Last September, Destination Colorado hosted two road shows in Northern California. We invited over 700 meeting planners and collected over 60 RSVP’s. We were thrilled to have this many RSVP’s, but understood that the no-show rate for events of this nature tends to be high (around 35-50%). With a rather high per-head cost for this event and our requirement to turn in headcounts in advance, we began to brainstorm and utilize the internet for ideas on retaining our RSVP’s. Our efforts resulted in an 81% retention rate! Here’s what we did:
- Utilize Social Media. Facebook, LinkedIn, Twitter, Instagram and other platforms can help draw attention to your event by creating and using hashtags and posts, and some platforms like Facebook offer paid advertising or “boosts.” We utilized Facebook to target meeting planners in Northern California. Facebook allows you to pay to get our event posts in front of a target audience by defining specific parameters like geographic location and interests (i.e. meetings, events, event planning, meeting planner, etc). Not only did this attract “likers” to our page, it also helped boost RSVP’s.
- Personal Invitations. Sure, eBlasts to large databases are the easiest way to invite someone to your event. If you are going to use this method (and we did), try to add a personal touch. Many campaign systems have an option to plug the recipients name into the subject line and/or body of the email. This small piece of information is also less likely to trigger spam filters, helping to ensure your email makes it’s way into the recipients inbox. In addition to the eBlast, go through your database line by line, select some of your VIP invitees and send them a personal email. This is a little time consuming, but worthwhile in terms of getting and retaining RSVP’s. You’ve made a personal connection, and they have your email address so they can keep in touch with you regarding the event.

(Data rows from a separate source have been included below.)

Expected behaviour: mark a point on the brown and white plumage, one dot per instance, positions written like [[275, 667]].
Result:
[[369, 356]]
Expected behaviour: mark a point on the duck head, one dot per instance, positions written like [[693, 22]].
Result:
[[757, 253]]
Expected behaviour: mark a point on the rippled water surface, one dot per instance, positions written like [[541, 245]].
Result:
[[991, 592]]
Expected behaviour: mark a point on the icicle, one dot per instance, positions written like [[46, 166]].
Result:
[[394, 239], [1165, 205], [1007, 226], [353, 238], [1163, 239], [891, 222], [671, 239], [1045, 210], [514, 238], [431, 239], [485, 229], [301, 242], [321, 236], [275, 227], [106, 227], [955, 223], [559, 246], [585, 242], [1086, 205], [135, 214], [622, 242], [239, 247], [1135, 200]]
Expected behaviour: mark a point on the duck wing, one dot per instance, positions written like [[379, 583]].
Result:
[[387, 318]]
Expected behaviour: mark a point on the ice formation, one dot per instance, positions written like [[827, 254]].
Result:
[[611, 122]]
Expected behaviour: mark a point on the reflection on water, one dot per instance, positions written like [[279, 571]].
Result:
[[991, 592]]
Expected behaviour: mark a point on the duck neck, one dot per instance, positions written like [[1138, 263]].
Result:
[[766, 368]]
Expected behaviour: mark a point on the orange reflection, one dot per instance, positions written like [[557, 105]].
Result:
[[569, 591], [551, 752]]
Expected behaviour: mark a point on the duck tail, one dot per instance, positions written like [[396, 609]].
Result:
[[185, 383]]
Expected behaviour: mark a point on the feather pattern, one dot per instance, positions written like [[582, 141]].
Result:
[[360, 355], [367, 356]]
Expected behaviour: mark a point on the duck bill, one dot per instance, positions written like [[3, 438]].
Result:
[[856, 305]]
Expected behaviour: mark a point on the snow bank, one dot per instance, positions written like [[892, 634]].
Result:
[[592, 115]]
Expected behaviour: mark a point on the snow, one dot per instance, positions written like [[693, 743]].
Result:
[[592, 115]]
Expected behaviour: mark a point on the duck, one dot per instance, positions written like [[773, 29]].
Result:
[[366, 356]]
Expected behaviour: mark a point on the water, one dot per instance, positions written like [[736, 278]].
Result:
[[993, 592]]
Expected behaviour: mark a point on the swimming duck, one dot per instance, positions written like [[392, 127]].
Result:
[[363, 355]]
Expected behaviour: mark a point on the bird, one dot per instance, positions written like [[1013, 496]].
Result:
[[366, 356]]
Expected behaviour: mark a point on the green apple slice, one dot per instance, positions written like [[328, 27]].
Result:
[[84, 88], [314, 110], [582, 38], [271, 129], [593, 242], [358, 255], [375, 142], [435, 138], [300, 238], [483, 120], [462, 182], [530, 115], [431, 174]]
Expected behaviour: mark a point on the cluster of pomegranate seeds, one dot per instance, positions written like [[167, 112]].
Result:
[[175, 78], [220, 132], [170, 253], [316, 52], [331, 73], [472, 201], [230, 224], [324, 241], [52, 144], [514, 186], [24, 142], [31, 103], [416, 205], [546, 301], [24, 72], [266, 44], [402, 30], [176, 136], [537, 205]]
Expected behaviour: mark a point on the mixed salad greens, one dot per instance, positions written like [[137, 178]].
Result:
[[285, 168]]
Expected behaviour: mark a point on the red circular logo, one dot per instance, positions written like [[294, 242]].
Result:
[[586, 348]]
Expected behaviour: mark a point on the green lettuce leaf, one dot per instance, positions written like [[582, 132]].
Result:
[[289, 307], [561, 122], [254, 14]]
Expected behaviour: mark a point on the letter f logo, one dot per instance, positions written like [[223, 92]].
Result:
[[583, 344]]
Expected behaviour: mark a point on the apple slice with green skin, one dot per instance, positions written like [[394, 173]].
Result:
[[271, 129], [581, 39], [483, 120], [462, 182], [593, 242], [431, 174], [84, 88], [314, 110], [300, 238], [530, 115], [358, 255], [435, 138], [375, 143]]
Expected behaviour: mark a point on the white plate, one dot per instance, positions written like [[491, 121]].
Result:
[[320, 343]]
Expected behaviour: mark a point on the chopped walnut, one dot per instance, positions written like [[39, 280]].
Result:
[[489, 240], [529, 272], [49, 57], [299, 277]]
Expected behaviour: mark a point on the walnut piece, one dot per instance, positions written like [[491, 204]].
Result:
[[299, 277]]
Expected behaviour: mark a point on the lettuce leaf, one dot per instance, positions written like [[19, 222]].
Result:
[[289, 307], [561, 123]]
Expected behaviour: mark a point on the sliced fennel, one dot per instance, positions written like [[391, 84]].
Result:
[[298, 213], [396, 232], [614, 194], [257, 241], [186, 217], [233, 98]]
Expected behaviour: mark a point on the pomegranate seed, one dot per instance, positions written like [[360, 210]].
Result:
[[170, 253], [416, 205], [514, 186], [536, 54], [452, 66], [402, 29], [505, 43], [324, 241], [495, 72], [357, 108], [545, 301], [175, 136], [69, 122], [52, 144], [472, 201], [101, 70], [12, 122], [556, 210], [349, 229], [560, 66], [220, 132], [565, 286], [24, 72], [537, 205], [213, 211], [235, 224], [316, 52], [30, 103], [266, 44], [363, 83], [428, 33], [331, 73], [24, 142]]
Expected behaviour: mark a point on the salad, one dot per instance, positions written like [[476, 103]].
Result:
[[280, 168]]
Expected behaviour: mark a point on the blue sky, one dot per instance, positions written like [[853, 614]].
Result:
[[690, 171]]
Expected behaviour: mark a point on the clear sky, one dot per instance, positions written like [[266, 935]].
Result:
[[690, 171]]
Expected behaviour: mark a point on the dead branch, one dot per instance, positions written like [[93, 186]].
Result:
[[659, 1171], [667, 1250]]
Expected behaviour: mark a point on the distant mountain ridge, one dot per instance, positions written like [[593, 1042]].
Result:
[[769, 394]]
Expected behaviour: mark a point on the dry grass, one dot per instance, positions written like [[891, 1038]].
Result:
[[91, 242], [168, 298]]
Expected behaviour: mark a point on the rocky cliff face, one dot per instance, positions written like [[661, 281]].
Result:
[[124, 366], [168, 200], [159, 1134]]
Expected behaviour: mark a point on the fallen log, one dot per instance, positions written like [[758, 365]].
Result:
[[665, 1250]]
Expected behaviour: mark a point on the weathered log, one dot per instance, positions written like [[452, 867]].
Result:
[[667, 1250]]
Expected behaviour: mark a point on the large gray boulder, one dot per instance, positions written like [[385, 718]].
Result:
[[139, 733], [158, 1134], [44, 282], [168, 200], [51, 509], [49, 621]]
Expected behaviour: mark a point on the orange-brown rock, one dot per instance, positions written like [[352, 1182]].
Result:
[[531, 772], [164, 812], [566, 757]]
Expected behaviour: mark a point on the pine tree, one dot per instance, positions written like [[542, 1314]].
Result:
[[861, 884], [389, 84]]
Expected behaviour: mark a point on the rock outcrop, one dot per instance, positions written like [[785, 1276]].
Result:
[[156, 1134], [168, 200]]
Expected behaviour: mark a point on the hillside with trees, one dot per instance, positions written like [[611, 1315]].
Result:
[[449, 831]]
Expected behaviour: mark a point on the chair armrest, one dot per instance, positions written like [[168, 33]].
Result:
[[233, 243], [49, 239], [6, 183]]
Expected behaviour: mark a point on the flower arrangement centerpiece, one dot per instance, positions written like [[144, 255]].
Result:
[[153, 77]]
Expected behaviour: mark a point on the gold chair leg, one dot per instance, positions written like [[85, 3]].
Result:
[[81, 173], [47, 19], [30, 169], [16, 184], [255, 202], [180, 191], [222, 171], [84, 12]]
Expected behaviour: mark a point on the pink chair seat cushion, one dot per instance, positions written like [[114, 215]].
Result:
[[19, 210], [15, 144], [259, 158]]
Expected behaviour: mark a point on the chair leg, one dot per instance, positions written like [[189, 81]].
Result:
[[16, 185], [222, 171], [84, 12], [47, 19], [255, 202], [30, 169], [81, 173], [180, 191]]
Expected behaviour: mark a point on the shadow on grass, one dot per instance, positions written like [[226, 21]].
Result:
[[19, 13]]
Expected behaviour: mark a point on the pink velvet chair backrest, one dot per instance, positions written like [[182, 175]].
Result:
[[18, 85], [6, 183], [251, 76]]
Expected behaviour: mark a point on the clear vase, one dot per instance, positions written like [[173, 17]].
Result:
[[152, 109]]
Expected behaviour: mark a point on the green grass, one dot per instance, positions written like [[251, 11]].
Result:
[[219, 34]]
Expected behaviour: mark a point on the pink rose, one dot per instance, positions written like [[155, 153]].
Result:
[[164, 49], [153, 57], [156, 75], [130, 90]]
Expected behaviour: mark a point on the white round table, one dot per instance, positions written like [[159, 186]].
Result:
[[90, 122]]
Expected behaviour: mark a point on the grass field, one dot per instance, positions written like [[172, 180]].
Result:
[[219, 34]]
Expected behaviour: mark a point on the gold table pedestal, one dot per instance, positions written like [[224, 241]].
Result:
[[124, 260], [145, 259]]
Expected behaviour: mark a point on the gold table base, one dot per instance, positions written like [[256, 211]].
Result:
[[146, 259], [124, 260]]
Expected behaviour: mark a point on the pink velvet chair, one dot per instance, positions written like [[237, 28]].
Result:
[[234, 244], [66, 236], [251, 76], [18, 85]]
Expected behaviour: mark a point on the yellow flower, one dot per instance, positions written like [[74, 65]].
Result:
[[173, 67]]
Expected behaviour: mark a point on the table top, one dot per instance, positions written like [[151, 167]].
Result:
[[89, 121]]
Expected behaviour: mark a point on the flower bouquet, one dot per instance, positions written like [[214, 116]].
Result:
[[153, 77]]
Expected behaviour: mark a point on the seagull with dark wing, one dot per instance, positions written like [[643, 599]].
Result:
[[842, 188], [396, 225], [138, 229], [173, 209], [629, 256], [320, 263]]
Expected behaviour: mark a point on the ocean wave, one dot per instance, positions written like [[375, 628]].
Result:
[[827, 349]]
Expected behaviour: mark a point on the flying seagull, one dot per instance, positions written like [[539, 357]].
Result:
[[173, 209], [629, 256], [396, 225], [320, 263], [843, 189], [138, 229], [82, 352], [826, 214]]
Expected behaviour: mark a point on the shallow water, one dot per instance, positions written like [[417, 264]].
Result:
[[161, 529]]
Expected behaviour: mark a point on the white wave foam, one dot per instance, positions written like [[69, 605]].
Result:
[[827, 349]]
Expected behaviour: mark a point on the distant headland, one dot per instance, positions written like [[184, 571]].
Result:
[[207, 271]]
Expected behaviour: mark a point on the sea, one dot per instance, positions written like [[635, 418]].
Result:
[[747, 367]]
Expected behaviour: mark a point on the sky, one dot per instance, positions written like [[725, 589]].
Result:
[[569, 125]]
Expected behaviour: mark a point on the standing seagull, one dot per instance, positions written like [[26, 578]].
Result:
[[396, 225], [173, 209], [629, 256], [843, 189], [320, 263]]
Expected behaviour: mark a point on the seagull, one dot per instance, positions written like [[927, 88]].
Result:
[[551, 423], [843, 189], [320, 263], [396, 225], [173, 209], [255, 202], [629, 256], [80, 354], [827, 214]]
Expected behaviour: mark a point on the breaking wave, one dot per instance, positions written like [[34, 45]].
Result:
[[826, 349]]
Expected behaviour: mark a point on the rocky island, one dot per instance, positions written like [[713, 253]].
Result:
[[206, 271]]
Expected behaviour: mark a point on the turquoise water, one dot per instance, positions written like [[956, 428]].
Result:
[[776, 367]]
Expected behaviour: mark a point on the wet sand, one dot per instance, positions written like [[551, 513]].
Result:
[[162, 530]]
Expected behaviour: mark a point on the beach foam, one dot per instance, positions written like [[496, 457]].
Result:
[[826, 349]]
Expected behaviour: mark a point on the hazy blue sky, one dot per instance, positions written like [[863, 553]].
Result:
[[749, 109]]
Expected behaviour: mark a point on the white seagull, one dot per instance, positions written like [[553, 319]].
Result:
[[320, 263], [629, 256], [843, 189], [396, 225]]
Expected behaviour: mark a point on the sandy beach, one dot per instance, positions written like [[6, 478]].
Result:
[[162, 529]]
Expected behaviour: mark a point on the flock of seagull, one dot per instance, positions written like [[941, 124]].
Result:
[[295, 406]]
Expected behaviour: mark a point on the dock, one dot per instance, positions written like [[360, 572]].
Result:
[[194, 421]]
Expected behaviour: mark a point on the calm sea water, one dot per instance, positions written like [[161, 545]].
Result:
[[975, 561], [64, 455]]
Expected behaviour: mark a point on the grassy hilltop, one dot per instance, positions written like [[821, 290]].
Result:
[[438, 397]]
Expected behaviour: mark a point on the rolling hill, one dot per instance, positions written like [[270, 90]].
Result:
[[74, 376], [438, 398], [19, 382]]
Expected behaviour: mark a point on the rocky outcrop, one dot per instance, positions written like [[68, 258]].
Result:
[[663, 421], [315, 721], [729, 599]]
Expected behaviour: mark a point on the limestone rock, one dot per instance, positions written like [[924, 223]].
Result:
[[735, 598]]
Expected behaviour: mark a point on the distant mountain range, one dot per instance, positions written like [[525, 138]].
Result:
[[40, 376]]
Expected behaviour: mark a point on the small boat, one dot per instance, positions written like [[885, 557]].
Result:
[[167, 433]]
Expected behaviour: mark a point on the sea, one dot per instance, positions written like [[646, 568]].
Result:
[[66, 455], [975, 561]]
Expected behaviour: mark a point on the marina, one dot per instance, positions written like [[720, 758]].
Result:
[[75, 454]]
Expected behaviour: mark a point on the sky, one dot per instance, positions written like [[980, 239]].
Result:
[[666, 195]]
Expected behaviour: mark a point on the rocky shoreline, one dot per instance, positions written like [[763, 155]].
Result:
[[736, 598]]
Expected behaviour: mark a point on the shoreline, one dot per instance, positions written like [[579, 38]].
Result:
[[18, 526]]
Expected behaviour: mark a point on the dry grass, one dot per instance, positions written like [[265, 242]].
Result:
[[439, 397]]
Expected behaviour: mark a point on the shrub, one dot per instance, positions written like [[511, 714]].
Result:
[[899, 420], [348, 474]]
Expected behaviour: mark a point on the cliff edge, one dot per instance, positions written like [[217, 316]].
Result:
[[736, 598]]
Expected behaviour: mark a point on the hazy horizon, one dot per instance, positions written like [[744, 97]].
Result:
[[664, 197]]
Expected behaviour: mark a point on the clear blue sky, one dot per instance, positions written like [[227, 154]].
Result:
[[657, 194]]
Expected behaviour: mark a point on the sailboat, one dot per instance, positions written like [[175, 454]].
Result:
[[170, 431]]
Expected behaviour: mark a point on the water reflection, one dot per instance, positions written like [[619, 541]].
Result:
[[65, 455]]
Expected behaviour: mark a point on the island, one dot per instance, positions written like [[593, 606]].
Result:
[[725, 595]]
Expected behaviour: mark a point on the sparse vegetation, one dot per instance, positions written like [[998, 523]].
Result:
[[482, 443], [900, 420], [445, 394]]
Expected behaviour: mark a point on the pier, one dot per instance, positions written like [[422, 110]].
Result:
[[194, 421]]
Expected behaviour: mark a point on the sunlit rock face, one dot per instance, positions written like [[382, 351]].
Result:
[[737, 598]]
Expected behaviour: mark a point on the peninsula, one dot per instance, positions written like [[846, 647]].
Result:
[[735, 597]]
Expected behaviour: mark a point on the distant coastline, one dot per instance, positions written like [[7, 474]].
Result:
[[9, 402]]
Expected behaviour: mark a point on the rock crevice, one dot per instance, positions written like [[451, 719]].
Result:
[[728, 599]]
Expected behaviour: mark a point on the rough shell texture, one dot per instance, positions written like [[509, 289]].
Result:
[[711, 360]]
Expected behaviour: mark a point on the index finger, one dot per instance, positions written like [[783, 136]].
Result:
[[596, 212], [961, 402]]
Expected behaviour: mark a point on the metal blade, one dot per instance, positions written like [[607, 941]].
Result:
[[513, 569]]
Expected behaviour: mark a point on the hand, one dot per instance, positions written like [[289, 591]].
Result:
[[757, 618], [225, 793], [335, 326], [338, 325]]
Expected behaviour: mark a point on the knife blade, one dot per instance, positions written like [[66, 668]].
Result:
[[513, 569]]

- Make Them Feel Special. Fortunately, we had funding assistance from the Colorado Tourism Office (CTO) for our California event, which opened up additional dollars for this event. We used these funds to send personalized packages to each RSVP, scheduled to arrive at their home or desk the week of our event. In it we placed a signed letter welcoming them to our event, Colorado themed gift items and a Golden Ticket that they needed to bring with them to our event to be entered into a raffle (see item #4).
- Raffles And Presents. Nothing incentivizes guests like giveaways and door prizes! For this event, we raffled a free trip to Colorado, inclusive of airfare and lodging for two. We let our RSVP’s know in advance that they would need to be present to win (hence the golden ticket). We were also sure to let them know that they’d be receiving plenty of Colorado goodies the day of the event. Gifts should be tasteful and appropriately themed. Ask yourself if your gift is something you would appreciate receiving, or if it would end up in a junk drawer and forgotten.
- Communication Is Key. Make sure your guests have all of the information that they need at their fingertips. Create a web page specifically for your attendees with event details, maps and contact information. Keep in touch via email with event reminders and updates, and be sure they have an email address and phone number for the event coordinator.
- Text Messaging. Several recent studies have shown that text messaging is the most common cell phone activity, with a 98% open rate. (http://www.onereach.com/blog/45-texting-statistics-that-prove-businesses-need-to-start-taking-sms-seriously/). We are currently in a generation where the majority of people prefer to converse via text. A quick google will turn up a list of several companies who offer paid text “blast” services at an affordable rate. Simply upload a list of phone numbers and input your message and return phone number to quickly and easily text event updates, reminders and details to your event attendees. This also ensures they have your number in case they need to reach you (which will likely be in the form of a text message – so provide a cell phone number).